Great nations have always had great libraries. The Library of Alexandria in Egypt, named after the city founded by the Greek conqueror, Alexander the Great, contained the world’s largest depository of knowledge before it was destroyed. The Bayt al-Hikma in Baghdad and, later, in Fatimid Egypt (research centers that expressed openness to new and foreign ideas) still stand out as testimonies to the high culture of the Arabs and Muslims. Books were collected, translated, and made available to scholars and philosophers, leading to the efflorescence of Islamic thought. Egypt’s Al-Azhar and Morocco’s al-Qaraweyeen (founded, as we all know, by an immigrant woman from present-day Tunisia) were centers of learning centuries before European universities were established. Our ancestors, often accused of being tireless warriors, knew the importance of scholarship. Building shrines to knowledge was a higher form of jihad.
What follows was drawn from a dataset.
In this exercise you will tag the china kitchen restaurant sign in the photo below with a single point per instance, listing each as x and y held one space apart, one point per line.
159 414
No self-respecting nation can afford to be without a library that reflects its history and ambitions. The founders of the United States, many of whom were accomplished scholars, established the Library of Congress soon after the nation was created. Although it was burned by the British in the War of 1812, it was quickly rebuilt out of Thomas Jefferson’s private collection and has been growing ever since. Today, with more than 124 million items, it is, by far, the biggest library on earth, one in which you could find almost any important book published in the world. (You may have better luck reading a Moroccan book in D.C. than in your own Moroccan hometown.) The Library of Congress is a beautiful temple, really, to the powers of the intellect. Not only that, hundreds of great libraries (including some of the top five in the world) are now spread out across the United States. You could take your local university library in the U.S. and would be hard pressed to find a match for it in Morocco, or even in the entire Arab world. That’s how bad Arab culture has become.
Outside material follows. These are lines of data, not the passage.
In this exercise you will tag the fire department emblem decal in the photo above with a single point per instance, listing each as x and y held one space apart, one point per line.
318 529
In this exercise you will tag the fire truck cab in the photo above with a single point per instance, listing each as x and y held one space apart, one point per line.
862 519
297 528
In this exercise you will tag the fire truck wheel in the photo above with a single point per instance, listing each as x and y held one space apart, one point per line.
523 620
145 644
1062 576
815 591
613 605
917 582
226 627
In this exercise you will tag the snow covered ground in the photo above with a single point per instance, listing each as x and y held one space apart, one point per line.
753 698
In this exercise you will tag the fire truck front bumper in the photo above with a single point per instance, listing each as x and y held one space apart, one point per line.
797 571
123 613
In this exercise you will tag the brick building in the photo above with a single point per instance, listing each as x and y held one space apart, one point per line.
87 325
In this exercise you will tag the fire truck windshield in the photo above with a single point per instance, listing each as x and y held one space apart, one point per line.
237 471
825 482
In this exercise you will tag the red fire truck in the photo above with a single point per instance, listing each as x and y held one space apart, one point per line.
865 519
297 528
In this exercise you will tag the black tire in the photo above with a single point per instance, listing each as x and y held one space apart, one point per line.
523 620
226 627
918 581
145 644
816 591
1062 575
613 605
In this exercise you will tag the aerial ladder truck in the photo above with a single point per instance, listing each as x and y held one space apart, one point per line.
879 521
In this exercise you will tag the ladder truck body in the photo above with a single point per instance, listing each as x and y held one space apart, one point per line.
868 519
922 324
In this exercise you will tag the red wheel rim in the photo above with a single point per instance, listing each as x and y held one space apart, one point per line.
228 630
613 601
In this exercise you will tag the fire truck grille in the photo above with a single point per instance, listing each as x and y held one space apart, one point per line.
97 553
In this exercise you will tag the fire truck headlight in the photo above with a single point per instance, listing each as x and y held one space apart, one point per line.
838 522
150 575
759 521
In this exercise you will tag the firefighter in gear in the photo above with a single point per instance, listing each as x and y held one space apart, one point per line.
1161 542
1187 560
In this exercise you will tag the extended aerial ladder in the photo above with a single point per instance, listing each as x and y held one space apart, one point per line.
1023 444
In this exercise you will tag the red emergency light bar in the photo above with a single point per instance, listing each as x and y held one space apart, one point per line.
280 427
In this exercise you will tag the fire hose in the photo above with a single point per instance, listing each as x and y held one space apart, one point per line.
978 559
In addition to establishing libraries, all great Western nations sponsor museums to showcase their heritage and connect citizens with their traditions. Every major U.S. city has a world-class museum. Morocco would be best served to follow up its national library with the creation of a national museum (an idea suggested to me by the same friend who commented on the precarious condition of our precious books). But what kind of museum should we have? Obviously, we cannot display the great works of Western art or the artifacts of other civilizations, since we are neither Western nor former colonialists who grabbed other people’s treasures. Our rich folk haven’t bought too many Picassos or Monets to fill a museum. So how do we proceed?
One solution would be to walk visitors though the various epochs in Moroccan history, beginning with the first traces of human presence to the 21st century. A series of connected chambers (including open-air ones) and corridors could lead one from the various amazigh (Berber) cultures to the Phoenecians, the Romans, the Arabs, then all the major dynasties, until we reach the colonial era and the present. We could get a physical sense of the various traditions that shaped Morocco’s national identity. Other parts of the museum could be more specialized, while others would be open to temporary exhibits. A fine arts collection, including illuminated manuscripts, precious books from the al-Qaraweyeen archives, calligraphy, photography, film, etc., could be housed and displayed in a separate museum. Over time, as more information is gathered on one period, more specialized museums could open until our national landscape is filled with them. We already have good local museums, such as the one in Tangier.
Investing in culture and education should always top the list of national security strategies, despite the unfortunate human inclination to trust the power of swords and guns, or to be swayed by short-term financial profit. Libraries and museums, like public schools, unite members of a society around the best of their traditions and endow them with shared memories and experiences. Through such institutions, people feel invested in the destiny of their nation and commit themselves to making it even better. And as they do, more people would be attracted to Morocco, proving that promoting education and knowledge is, in fact, the best strategy for development.